Thai publishers form co-op to plug inventory gapoppa_logo

A dozen publishers in Thailand have come together to form a new co-op aimed at addressing the lack of quality inventory and data in the country.

Called Online Premium Publishers Association in Thailand (OPPA), the group of 12 would include Kapook, Nation, and Sanook, and was expected to launch officially next month. D.A.Consortium and its business venture ally, Innity, had been engaged as consultant and technology partner to roll out a consolidated platform for the co-op.

OPPA told ExchangeWire that Thailand currently lacked a “qualified and scalable” inventory pool that utilised quality data. The co-op said they hoped to fill the void and offer more options for marketers to run effective campaigns.

For more details about the new publisher group, read our Q&A piece.

Rally changes to Society in Malaysia

Rally Worldwide have been rebranded as ‘Society’ in Malaysia, in a move that will see the IPG Mediabrands social media unit now focused on data-driven content marketing.

The agency said they would aim to include real-time targeted content that builds brand loyalty and boosts sales. They also launched a content development platform, Society 48, touted to enable marketers to create trending dialogues among online consumers within 48 hours.

Society Malaysia said they were looking to expand their current team of 75 by 15%, as part of efforts to tap the anticipated growth in global social advertising revenue. The agency’s managing director, Stanley Clement, noted that brands in the Asian market had been looking to build original and immersive online content.

“With the sheer volume of conversations happening daily in Malaysia alone, it is not just about creating content, but about creating the right kind of content”, said Clement. “It is no longer just about content amplification.
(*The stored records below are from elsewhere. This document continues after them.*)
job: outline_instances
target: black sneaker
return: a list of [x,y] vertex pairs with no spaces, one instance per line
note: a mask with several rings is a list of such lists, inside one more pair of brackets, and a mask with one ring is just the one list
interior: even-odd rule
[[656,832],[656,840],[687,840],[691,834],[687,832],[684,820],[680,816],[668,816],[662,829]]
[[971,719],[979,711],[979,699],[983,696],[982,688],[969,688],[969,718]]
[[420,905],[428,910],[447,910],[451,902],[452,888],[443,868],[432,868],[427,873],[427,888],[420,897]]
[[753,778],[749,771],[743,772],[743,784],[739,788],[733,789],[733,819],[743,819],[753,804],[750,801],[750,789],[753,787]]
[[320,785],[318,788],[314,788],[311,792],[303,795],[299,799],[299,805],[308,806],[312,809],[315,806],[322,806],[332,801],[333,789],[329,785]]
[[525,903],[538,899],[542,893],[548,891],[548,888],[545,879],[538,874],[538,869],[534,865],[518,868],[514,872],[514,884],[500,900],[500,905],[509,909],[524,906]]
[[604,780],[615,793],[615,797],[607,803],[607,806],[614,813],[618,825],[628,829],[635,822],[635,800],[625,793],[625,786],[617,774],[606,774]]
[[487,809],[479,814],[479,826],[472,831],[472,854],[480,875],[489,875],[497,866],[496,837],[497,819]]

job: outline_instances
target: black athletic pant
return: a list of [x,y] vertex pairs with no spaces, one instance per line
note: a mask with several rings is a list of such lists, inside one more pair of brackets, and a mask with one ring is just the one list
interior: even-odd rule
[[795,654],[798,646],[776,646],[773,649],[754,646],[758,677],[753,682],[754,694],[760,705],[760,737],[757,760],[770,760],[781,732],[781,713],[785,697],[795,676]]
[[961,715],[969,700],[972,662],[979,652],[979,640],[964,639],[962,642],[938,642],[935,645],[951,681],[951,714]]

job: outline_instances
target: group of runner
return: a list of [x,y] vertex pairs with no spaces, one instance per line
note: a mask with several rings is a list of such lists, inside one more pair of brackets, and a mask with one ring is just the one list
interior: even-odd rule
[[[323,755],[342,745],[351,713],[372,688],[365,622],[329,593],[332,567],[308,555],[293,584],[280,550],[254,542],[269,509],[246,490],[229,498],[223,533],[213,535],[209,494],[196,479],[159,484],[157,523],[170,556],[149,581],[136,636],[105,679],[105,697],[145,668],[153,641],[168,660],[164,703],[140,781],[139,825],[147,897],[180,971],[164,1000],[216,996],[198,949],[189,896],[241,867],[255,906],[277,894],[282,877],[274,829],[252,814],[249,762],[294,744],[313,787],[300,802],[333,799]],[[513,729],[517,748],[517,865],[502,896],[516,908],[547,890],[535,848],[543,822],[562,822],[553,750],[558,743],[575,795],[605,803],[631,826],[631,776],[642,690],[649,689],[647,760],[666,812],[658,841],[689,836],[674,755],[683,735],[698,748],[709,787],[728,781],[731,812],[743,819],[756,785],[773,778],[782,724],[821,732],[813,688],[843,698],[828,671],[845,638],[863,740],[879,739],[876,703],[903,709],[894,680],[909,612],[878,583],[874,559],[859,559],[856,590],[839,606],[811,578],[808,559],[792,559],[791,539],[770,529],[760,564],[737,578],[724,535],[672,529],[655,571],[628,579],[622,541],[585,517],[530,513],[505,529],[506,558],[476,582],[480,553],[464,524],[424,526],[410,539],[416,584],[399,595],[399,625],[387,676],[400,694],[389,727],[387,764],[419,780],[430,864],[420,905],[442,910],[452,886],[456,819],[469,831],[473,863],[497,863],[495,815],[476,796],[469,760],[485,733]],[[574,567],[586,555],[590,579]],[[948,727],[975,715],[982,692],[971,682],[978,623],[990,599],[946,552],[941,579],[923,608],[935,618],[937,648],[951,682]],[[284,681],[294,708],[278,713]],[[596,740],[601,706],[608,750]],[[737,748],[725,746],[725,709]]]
Meaningful and engaging content drives brand affinity, which then translates to commerce.”

Dentsu lose president in employee suicide fallout

Dentsu President Tadashi Ishii has resigned to claim responsibility for the December 2015 suicide of an employee, whose case has been classified by authorities as death by overwork.

While the agency’s official statement did not state the reason for his resignation, Ishii told Tokyo reporters he “will take full responsibility” for the employee’s demise. According to Japan Times, the Dentsu executive said the company had failed to improve the issue of overwork despite putting in place various countermeasures.

Tokyo labour authorities had labelled the suicide as “karoshi”, or translated as “death by overwork”, following their investigations that unveiled the employee had clocked more than 100 hours of overtime work a month.